Grantee Acknowledges and Agrees:

The Grantee acknowledges receipt of a copy of the Plan and the Agreement and represents that he or she is familiar with the terms and provisions thereof, and hereby accepts the Award subject to all of the terms and provisions hereof and thereof. The Grantee has reviewed this Notice, the Agreement and the Plan in their entirety, has had an opportunity to obtain the advice of counsel prior to executing this Notice and fully understands all provisions of this Notice, the Agreement and the Plan. The Grantee further agrees and acknowledges that this Award is a non-elective arrangement pursuant to Section 409A of the Code.

The Grantee further acknowledges that, from time to time, the Company may be in a “blackout period” and/or subject to applicable federal securities laws that could subject the Grantee to liability for engaging in any transaction involving the sale of the Company’s Shares. The Grantee further acknowledges and agrees that, prior to the sale of any Shares acquired under this Award, it is the Grantee’s responsibility to determine whether or not such sale of Shares will subject the Grantee to liability under insider trading rules or other applicable federal securities laws.

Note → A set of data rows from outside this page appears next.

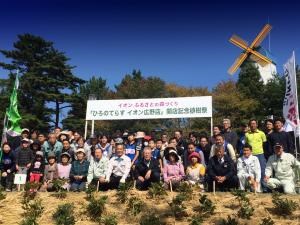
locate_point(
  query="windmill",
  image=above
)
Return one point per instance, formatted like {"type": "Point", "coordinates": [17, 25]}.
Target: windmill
{"type": "Point", "coordinates": [263, 58]}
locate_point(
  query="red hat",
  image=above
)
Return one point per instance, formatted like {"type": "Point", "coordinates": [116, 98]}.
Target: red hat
{"type": "Point", "coordinates": [195, 155]}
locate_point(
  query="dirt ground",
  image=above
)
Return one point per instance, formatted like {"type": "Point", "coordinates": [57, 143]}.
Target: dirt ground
{"type": "Point", "coordinates": [11, 209]}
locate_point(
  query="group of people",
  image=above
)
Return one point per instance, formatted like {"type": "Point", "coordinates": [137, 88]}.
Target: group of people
{"type": "Point", "coordinates": [253, 159]}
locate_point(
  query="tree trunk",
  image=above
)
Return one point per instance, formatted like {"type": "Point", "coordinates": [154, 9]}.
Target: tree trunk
{"type": "Point", "coordinates": [56, 112]}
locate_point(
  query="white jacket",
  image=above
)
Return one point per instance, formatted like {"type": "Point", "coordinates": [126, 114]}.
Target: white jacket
{"type": "Point", "coordinates": [249, 167]}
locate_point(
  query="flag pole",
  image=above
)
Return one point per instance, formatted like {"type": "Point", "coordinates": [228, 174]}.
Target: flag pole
{"type": "Point", "coordinates": [297, 128]}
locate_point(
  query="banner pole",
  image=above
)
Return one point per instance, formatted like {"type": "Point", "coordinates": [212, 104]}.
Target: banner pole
{"type": "Point", "coordinates": [297, 128]}
{"type": "Point", "coordinates": [85, 130]}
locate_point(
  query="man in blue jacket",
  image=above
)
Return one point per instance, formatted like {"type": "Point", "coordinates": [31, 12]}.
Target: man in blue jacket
{"type": "Point", "coordinates": [221, 170]}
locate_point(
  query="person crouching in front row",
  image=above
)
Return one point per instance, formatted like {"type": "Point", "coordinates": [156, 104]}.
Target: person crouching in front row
{"type": "Point", "coordinates": [147, 170]}
{"type": "Point", "coordinates": [249, 172]}
{"type": "Point", "coordinates": [118, 168]}
{"type": "Point", "coordinates": [221, 170]}
{"type": "Point", "coordinates": [173, 171]}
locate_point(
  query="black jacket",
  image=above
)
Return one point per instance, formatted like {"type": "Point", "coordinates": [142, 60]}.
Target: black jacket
{"type": "Point", "coordinates": [8, 162]}
{"type": "Point", "coordinates": [141, 167]}
{"type": "Point", "coordinates": [231, 137]}
{"type": "Point", "coordinates": [283, 138]}
{"type": "Point", "coordinates": [227, 168]}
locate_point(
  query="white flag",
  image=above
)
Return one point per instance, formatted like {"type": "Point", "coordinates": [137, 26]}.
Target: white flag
{"type": "Point", "coordinates": [290, 102]}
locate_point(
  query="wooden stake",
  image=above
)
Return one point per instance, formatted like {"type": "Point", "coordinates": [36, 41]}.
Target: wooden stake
{"type": "Point", "coordinates": [171, 188]}
{"type": "Point", "coordinates": [98, 183]}
{"type": "Point", "coordinates": [214, 187]}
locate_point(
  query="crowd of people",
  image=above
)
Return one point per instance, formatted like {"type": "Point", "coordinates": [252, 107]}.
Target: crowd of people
{"type": "Point", "coordinates": [255, 160]}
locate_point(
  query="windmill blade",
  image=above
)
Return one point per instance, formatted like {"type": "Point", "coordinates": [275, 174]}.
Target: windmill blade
{"type": "Point", "coordinates": [260, 56]}
{"type": "Point", "coordinates": [238, 62]}
{"type": "Point", "coordinates": [261, 36]}
{"type": "Point", "coordinates": [261, 62]}
{"type": "Point", "coordinates": [236, 40]}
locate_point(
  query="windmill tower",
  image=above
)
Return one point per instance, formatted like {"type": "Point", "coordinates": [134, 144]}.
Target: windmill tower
{"type": "Point", "coordinates": [262, 58]}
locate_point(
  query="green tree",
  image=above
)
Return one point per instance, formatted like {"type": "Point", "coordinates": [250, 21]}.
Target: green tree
{"type": "Point", "coordinates": [250, 84]}
{"type": "Point", "coordinates": [272, 100]}
{"type": "Point", "coordinates": [229, 102]}
{"type": "Point", "coordinates": [46, 79]}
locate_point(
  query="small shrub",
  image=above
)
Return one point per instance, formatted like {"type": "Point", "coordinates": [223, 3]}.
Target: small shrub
{"type": "Point", "coordinates": [135, 205]}
{"type": "Point", "coordinates": [122, 192]}
{"type": "Point", "coordinates": [96, 207]}
{"type": "Point", "coordinates": [157, 190]}
{"type": "Point", "coordinates": [64, 215]}
{"type": "Point", "coordinates": [240, 195]}
{"type": "Point", "coordinates": [177, 207]}
{"type": "Point", "coordinates": [283, 207]}
{"type": "Point", "coordinates": [30, 192]}
{"type": "Point", "coordinates": [206, 205]}
{"type": "Point", "coordinates": [109, 220]}
{"type": "Point", "coordinates": [33, 209]}
{"type": "Point", "coordinates": [151, 219]}
{"type": "Point", "coordinates": [246, 211]}
{"type": "Point", "coordinates": [229, 221]}
{"type": "Point", "coordinates": [267, 221]}
{"type": "Point", "coordinates": [60, 192]}
{"type": "Point", "coordinates": [89, 191]}
{"type": "Point", "coordinates": [29, 221]}
{"type": "Point", "coordinates": [2, 195]}
{"type": "Point", "coordinates": [196, 220]}
{"type": "Point", "coordinates": [186, 190]}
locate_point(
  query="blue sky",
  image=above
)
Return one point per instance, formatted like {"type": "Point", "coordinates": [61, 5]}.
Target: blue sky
{"type": "Point", "coordinates": [185, 42]}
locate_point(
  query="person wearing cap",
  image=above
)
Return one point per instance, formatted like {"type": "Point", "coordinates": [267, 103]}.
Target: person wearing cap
{"type": "Point", "coordinates": [50, 173]}
{"type": "Point", "coordinates": [79, 171]}
{"type": "Point", "coordinates": [67, 148]}
{"type": "Point", "coordinates": [173, 172]}
{"type": "Point", "coordinates": [155, 151]}
{"type": "Point", "coordinates": [205, 148]}
{"type": "Point", "coordinates": [118, 168]}
{"type": "Point", "coordinates": [280, 136]}
{"type": "Point", "coordinates": [97, 170]}
{"type": "Point", "coordinates": [52, 145]}
{"type": "Point", "coordinates": [89, 146]}
{"type": "Point", "coordinates": [191, 147]}
{"type": "Point", "coordinates": [24, 157]}
{"type": "Point", "coordinates": [221, 170]}
{"type": "Point", "coordinates": [64, 169]}
{"type": "Point", "coordinates": [35, 146]}
{"type": "Point", "coordinates": [165, 143]}
{"type": "Point", "coordinates": [147, 170]}
{"type": "Point", "coordinates": [64, 135]}
{"type": "Point", "coordinates": [257, 138]}
{"type": "Point", "coordinates": [195, 172]}
{"type": "Point", "coordinates": [25, 133]}
{"type": "Point", "coordinates": [104, 145]}
{"type": "Point", "coordinates": [7, 167]}
{"type": "Point", "coordinates": [242, 137]}
{"type": "Point", "coordinates": [230, 135]}
{"type": "Point", "coordinates": [279, 171]}
{"type": "Point", "coordinates": [130, 149]}
{"type": "Point", "coordinates": [36, 170]}
{"type": "Point", "coordinates": [228, 148]}
{"type": "Point", "coordinates": [248, 170]}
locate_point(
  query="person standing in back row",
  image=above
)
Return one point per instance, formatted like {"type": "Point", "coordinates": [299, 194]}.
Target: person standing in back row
{"type": "Point", "coordinates": [280, 136]}
{"type": "Point", "coordinates": [229, 135]}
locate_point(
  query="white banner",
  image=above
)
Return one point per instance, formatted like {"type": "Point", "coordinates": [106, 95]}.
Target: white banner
{"type": "Point", "coordinates": [152, 108]}
{"type": "Point", "coordinates": [290, 102]}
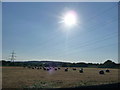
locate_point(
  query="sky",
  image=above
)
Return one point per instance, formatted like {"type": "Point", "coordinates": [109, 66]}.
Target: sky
{"type": "Point", "coordinates": [33, 30]}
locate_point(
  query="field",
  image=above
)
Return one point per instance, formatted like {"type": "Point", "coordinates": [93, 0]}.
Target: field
{"type": "Point", "coordinates": [19, 77]}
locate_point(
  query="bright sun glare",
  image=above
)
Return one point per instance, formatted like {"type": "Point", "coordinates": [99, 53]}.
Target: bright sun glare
{"type": "Point", "coordinates": [70, 18]}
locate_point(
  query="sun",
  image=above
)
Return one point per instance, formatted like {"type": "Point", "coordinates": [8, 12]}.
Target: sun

The Grantee understands that the Award is subject to the Grantee’s consent to access this Notice, the Agreement, the Plan and the Plan prospectus (collectively, the “Plan Documents”) in electronic form on the Company’s intranet or the website of the Company’s designated brokerage firm, if applicable. By signing below (or providing an electronic signature by clicking below) and accepting the grant of the Award, the Grantee: (i) consents to access electronic copies (instead of receiving paper copies) of the Plan Documents via the Company’s intranet or the website of the Company’s designated brokerage firm, if applicable; (ii) represents that the Grantee has access to the Company’s intranet or the website of the Company’s designated brokerage firm, if applicable; (iii) acknowledges receipt of electronic copies, or that the Grantee is already in possession of paper copies, of the Plan Documents; and (iv) acknowledges that the Grantee is familiar with and accepts the Award subject to the terms and provisions of the Plan Documents.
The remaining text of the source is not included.